Kerber beißt sich durch - WM-Ticket als Belohnung
Linz/Frankfurt (dpa) - Die plötzliche Leistungsexplosion von Angelique Kerber bringt selbst ihre Vertraute Barbara Rittner ein klein wenig in die Bredouille.
Zwischen zwei Dienstreisen hatte die deutsche Fed-Cup-Teamchefin eigentlich mit ein paar freien Tagen geliebäugelt, nun darf sie Ende Oktober zusammen mit Kerber zur Tennis-WM nach Istanbul - und freut sich riesig für ihre Nummer eins. „Das ist einfach großartig. Vor allem die Art und Weise, mit der Angie das Ticket gesichert hat, ist beeindruckend“, sagte Rittner am Sonntag und gestand: „Vor ein paar Wochen hätte ich nicht damit gerechnet.“
Doch weil Kerber zum Ende eines aus ihrer Sicht komplizierten Jahres plötzlich ihr bestes Tennis spielt, gehört die Kielerin zum zweiten Mal in Serie zu den besten acht Spielerinnen der Saison. Am Sonntag feierte die 25-Jährige in Linz den dritten Turniersieg ihrer Karriere. Im Endspiel setzte sich Kerber gegen die Serbin Ana Ivanovic mit 6:4, 7:6 (8:6) durch.
Nach 1:36 Stunden verwandelte die Schleswig-Holsteinerin ihren vierten Matchball, nachdem sie zuvor vier Satzbälle der ehemaligen Weltranglisten-Ersten abgewehrt hatte. Sie kassierte 40 000 Dollar für den ersten Triumph in diesem Jahr. „Ich wusste, dass es nicht einfach wird. Ana ist eine große Spielerin und ich war ehrlich gesagt sehr froh, als ich endlich den Matchball verwerten konnte. Da ist mir ein Stein vom Herzen gefallen“, sagte Kerber, die nun „ohne Druck nach Istanbul fahren“ kann. „Da habe ich nichts zu verlieren.“
Zur Qualifikation für den Jahresabschluss am Bosporus (22. bis 27. Oktober) genügte ihr schon der Halbfinaleinzug beim WTA-Turnier in Linz. „Natürlich freue ich mich riesig, dass ich es noch geschafft habe“, sagte Kerber. In Österreich war sie nur dank einer Wildcard ins Teilnehmerfeld gerutscht.

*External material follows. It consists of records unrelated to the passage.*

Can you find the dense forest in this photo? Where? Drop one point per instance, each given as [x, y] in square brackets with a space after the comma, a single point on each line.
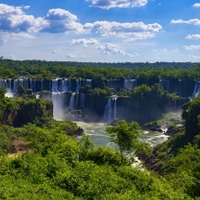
[41, 158]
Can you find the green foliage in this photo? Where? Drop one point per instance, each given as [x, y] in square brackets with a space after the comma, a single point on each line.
[125, 135]
[191, 115]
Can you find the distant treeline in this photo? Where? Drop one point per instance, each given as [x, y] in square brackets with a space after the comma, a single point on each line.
[51, 69]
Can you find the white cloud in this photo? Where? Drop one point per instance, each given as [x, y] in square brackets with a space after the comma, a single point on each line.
[196, 5]
[181, 21]
[131, 31]
[86, 42]
[71, 55]
[61, 21]
[114, 49]
[192, 47]
[56, 51]
[13, 19]
[193, 37]
[107, 4]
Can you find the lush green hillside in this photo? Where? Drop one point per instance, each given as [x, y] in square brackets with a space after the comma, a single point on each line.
[41, 158]
[53, 165]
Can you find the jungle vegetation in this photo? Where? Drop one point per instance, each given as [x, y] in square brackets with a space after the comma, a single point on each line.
[41, 158]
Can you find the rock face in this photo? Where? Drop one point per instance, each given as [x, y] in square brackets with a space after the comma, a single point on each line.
[183, 88]
[33, 111]
[91, 97]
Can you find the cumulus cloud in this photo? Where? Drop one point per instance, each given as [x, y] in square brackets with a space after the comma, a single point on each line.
[107, 4]
[193, 37]
[71, 55]
[85, 42]
[192, 47]
[191, 21]
[196, 5]
[109, 48]
[61, 21]
[13, 19]
[133, 31]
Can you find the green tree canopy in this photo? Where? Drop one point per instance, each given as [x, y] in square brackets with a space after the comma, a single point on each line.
[125, 136]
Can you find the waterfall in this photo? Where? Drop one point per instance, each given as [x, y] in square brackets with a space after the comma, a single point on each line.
[72, 101]
[58, 100]
[110, 112]
[88, 82]
[115, 108]
[54, 85]
[196, 89]
[82, 103]
[130, 84]
[78, 85]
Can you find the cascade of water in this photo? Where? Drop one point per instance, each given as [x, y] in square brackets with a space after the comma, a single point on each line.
[58, 100]
[41, 84]
[78, 85]
[54, 85]
[88, 82]
[179, 86]
[196, 89]
[130, 84]
[16, 84]
[76, 97]
[108, 112]
[115, 107]
[82, 103]
[72, 101]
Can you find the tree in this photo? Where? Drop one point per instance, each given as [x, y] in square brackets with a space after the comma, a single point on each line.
[125, 136]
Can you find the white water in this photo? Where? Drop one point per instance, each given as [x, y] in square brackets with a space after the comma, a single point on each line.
[100, 137]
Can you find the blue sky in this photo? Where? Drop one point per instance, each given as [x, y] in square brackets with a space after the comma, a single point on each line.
[101, 30]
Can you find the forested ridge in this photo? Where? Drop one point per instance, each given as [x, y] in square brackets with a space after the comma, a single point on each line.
[51, 69]
[41, 158]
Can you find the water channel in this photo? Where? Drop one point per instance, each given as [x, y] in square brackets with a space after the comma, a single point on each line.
[100, 137]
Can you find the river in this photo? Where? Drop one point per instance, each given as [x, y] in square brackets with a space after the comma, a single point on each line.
[100, 137]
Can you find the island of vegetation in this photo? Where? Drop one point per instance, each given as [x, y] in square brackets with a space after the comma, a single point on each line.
[43, 158]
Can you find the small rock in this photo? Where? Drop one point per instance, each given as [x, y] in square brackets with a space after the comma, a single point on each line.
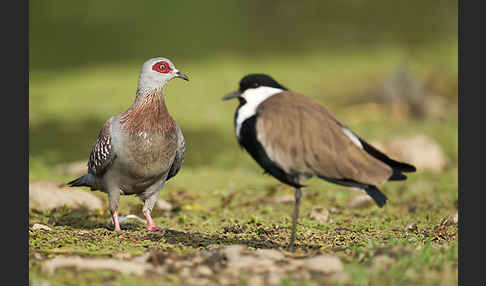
[451, 220]
[124, 267]
[45, 195]
[286, 199]
[273, 278]
[233, 252]
[39, 282]
[340, 277]
[249, 262]
[361, 201]
[324, 263]
[203, 270]
[411, 226]
[40, 226]
[163, 205]
[382, 263]
[321, 215]
[256, 280]
[271, 254]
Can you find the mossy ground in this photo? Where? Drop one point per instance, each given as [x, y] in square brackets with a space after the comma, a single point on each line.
[221, 197]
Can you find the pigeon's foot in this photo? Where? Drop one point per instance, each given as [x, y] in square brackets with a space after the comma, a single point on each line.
[116, 222]
[153, 227]
[150, 223]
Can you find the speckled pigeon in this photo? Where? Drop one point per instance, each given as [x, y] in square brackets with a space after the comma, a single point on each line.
[138, 150]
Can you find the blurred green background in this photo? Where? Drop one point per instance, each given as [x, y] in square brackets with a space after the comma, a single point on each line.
[85, 58]
[65, 34]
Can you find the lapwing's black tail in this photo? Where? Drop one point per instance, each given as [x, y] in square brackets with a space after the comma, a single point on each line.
[397, 167]
[379, 198]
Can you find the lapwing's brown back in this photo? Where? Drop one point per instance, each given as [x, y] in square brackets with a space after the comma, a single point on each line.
[302, 136]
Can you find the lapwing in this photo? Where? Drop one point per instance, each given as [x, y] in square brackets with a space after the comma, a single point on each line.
[138, 150]
[294, 138]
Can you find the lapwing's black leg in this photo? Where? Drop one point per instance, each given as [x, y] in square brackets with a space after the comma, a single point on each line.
[298, 195]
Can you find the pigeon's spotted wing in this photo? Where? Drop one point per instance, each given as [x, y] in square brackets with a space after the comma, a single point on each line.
[302, 136]
[179, 157]
[102, 154]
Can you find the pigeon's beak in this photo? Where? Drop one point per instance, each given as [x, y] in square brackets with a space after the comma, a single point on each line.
[180, 75]
[234, 94]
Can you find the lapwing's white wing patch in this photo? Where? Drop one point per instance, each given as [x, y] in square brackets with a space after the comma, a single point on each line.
[253, 97]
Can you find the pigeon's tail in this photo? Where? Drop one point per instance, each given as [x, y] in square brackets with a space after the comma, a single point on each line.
[86, 180]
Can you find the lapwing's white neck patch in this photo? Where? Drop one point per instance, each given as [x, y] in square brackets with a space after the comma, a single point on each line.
[253, 98]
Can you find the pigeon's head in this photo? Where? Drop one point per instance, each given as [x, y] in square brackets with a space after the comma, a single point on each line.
[254, 87]
[156, 72]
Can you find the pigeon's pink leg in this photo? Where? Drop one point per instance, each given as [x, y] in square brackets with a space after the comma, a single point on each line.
[150, 223]
[114, 216]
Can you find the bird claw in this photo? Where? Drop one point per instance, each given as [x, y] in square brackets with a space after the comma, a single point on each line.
[153, 227]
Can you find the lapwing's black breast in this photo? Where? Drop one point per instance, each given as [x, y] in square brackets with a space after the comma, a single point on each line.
[248, 140]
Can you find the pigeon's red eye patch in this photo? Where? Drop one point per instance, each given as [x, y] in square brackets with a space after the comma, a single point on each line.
[162, 67]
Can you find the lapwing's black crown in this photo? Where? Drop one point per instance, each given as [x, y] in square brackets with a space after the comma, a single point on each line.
[258, 79]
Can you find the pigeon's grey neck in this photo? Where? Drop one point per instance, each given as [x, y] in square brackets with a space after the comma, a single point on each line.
[151, 81]
[147, 114]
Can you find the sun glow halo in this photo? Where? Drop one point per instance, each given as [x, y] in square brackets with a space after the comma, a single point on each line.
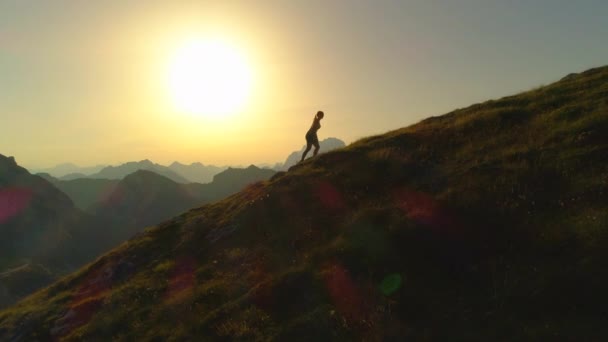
[209, 77]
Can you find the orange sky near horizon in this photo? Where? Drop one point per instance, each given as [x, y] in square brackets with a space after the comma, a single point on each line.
[86, 82]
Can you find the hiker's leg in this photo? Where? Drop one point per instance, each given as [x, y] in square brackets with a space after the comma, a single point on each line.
[305, 151]
[316, 143]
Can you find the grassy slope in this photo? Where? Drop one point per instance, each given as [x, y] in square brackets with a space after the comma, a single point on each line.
[492, 217]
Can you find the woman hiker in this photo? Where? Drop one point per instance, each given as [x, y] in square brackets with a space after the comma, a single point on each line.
[311, 135]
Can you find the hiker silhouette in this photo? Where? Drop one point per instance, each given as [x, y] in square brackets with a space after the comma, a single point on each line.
[311, 135]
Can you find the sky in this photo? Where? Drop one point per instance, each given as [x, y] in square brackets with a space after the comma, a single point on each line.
[86, 81]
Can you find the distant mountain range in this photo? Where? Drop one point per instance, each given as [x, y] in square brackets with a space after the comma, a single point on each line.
[41, 229]
[488, 223]
[196, 172]
[69, 170]
[44, 235]
[325, 146]
[121, 171]
[144, 198]
[176, 171]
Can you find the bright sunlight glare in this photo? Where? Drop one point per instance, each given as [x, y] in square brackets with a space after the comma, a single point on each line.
[209, 77]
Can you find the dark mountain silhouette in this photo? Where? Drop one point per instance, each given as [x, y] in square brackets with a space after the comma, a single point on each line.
[72, 176]
[196, 172]
[66, 169]
[484, 224]
[231, 181]
[121, 171]
[144, 198]
[85, 192]
[325, 146]
[40, 229]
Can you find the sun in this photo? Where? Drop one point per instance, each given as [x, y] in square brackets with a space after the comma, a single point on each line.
[209, 77]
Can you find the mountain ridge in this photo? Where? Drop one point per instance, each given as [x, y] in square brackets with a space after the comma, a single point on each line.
[471, 225]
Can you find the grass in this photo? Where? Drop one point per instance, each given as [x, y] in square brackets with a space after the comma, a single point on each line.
[493, 217]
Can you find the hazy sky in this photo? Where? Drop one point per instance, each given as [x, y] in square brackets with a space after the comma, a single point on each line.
[85, 81]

Im vergangenen Jahr war Kerber erstmals bei der WM dabei, schied nach drei Niederlagen in der Vorrunde jedoch aus. Dieses Mal traut Rittner der 25-Jährigen mehr zu. „Ich bin fest davon überzeugt, dass sie in Istanbul eine gute Rolle spielen kann“, meinte die Teamchefin. „Dieses Mal kennt sie den Rummel, der auf sie zukommt. Das wird ihr helfen. Zudem kann sie befreit aufspielen.“
Vor allem aber reist Kerber mit frischem Selbstvertrauen in die Türkei. Endspiel in Tokio, Viertelfinale in Peking und jetzt die starken Auftritte in Linz - Kerber hat den Spaß am Tennis wiedergefunden. Zwischenzeitlich war ihr dieser im Laufe der Saison abhandengekommen. Die Rolle der Gejagten, einige Verletzungen und ein paar unerwartete Niederlagen - spätestens nach dem Zweitrunden-Aus in Wimbledon waren bei der Schleswig-Holsteinerin die alten Selbstzweifel zurückgekehrt. „Da hatte ich schon ein bisschen Sorge“, gesteht Rittner.
Doch nach ein paar Tagen Urlaub auf Mallorca und einigen harten Trainingseinheiten in Offenbach hatte Kerber wieder Lust auf Tennis und fand Stück für Stück zu alter Stärke zurück. „Ich fühle mich von Spiel zu Spiel besser“, sagte die Nummer zehn der Welt in Linz. Nun will sie es auch im Kreis der Besten in Istanbul zeigen. Dafür verzichtet Rittner auch gerne auf ein paar freie Tage.